Systematic review of the clinical effectiveness of wound-edge protection devices in reducing surgical site infection in patients undergoing open abdominal surgery
Gheorghe A., Calvert M., Pinkney TD., Fletcher BR., Bartlett DC., Hawkins WJ., Mak T., Youssef H., Wilson S.
Objective: Assess the existing evidence on the clinical effectiveness of wound-edge protection devices (WEPDs) in reducing the surgical site infection (SSI) rate in patients undergoing open abdominal surgery. Background: Surgical site infections are a common postoperative complication associated with considerable morbidity, extended hospital stay, increased health care costs, and reduced quality of life. Wound-edge protection devices have been used in surgery to reduce SSI rates for more than 40 years; however, they are yet to be cited in major clinical guidelines addressing SSI management. METHODS:: A review protocol was prespecified. A variety of sources were searched in November 2010 for studies containing primary data on the use of WEPDs in reducing SSI compared with standard care in patients undergoing open abdominal surgery. The outcome of interest was a well-specified, clinically based definition of an SSI. No language or time restrictions were applied. The quality assessment of the studies and the quantitative analyses were performed in line with the principles of the Cochrane Collaboration. Results: Twelve studies reporting primary data from 1933 patients were included in the review. The quality assessment found all of them to be at considerable risk of bias.
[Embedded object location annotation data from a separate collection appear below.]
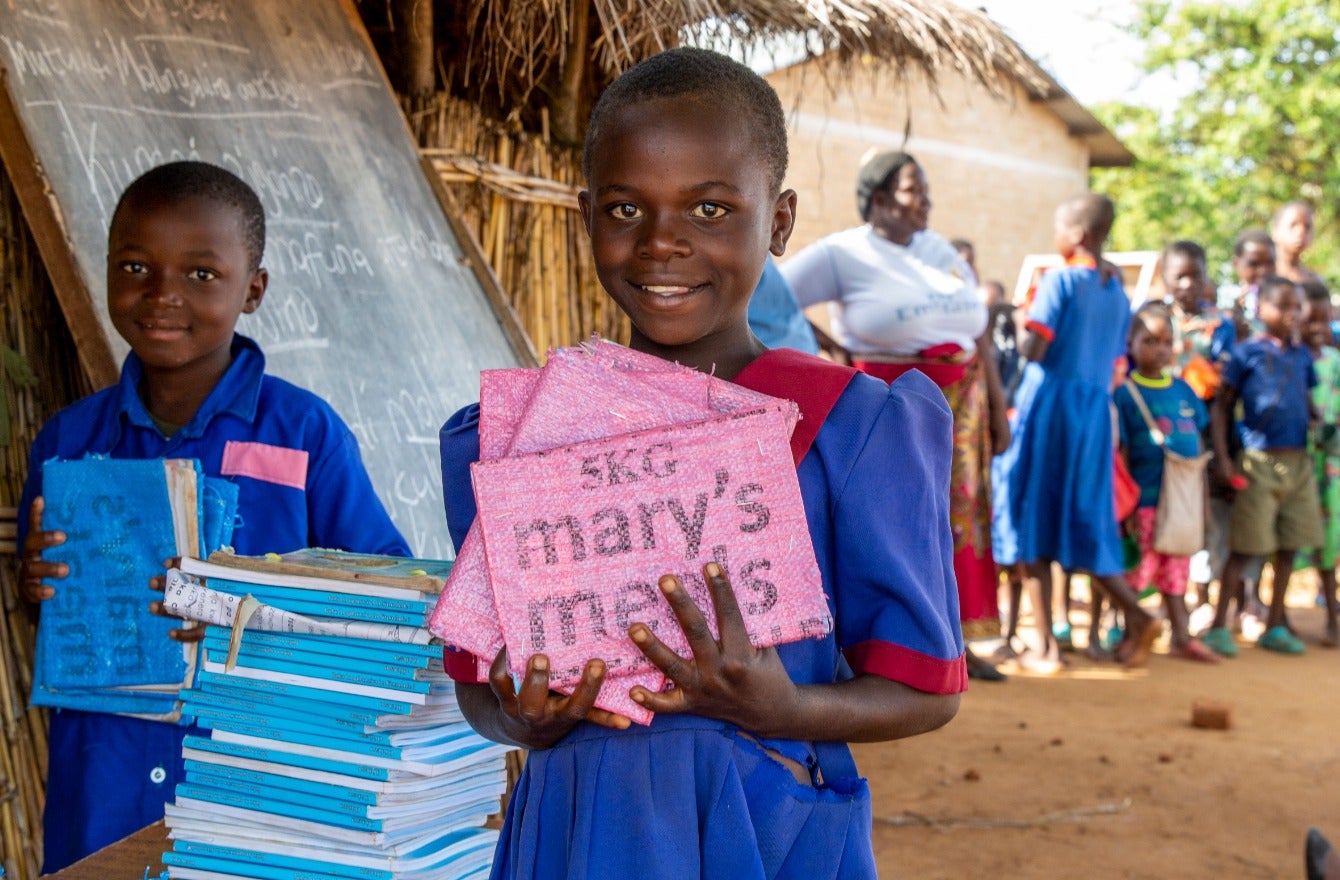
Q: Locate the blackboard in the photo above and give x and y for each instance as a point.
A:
(374, 303)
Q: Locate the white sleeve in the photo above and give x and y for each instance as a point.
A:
(812, 275)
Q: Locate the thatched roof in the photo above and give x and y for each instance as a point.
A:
(566, 51)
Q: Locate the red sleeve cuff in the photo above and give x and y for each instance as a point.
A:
(909, 667)
(461, 666)
(1041, 330)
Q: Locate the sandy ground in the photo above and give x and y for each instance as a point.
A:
(1099, 773)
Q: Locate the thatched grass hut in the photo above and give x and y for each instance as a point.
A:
(497, 94)
(501, 107)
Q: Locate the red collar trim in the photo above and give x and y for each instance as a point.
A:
(814, 383)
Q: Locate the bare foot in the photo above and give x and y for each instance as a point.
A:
(1194, 650)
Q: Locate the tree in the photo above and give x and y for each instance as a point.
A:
(1260, 127)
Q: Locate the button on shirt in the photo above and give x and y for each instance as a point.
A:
(1275, 383)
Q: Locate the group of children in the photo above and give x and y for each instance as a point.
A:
(1248, 383)
(744, 773)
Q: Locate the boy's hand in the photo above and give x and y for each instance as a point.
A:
(34, 571)
(538, 717)
(186, 634)
(726, 678)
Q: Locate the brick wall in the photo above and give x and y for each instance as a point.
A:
(997, 168)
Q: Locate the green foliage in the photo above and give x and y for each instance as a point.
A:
(1261, 126)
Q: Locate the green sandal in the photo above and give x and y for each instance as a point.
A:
(1221, 642)
(1280, 640)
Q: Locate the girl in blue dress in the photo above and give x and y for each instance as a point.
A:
(744, 772)
(1055, 504)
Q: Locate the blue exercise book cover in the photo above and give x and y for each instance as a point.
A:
(465, 849)
(288, 758)
(314, 647)
(342, 604)
(235, 683)
(318, 662)
(97, 636)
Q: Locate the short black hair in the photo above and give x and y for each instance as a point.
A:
(1295, 205)
(710, 78)
(1270, 285)
(1154, 310)
(1186, 248)
(1252, 236)
(1316, 291)
(1091, 212)
(176, 182)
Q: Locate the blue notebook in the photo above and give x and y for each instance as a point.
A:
(98, 646)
An exploratory meta-analysis was performed to provide a quantitative indication on the effect of WEPDs. The pooled risk ratio under a random effects model was 0.60 (95% confidence interval, 0.41-0.86), indicating a potentially significant benefit from the use of WEPDs. No indications of significant between-study heterogeneity or publication bias, respectively, were identified. Conclusions: Evidence to date suggests that WEPDs may be efficient in reducing SSI rates in patients undergoing open abdominal surgery. However, the poor quality of the existing studies and their small sample sizes raise the need for a large, good quality randomized controlled trial to validate this indication. © 2012 by Lippincott Williams & Wilkins.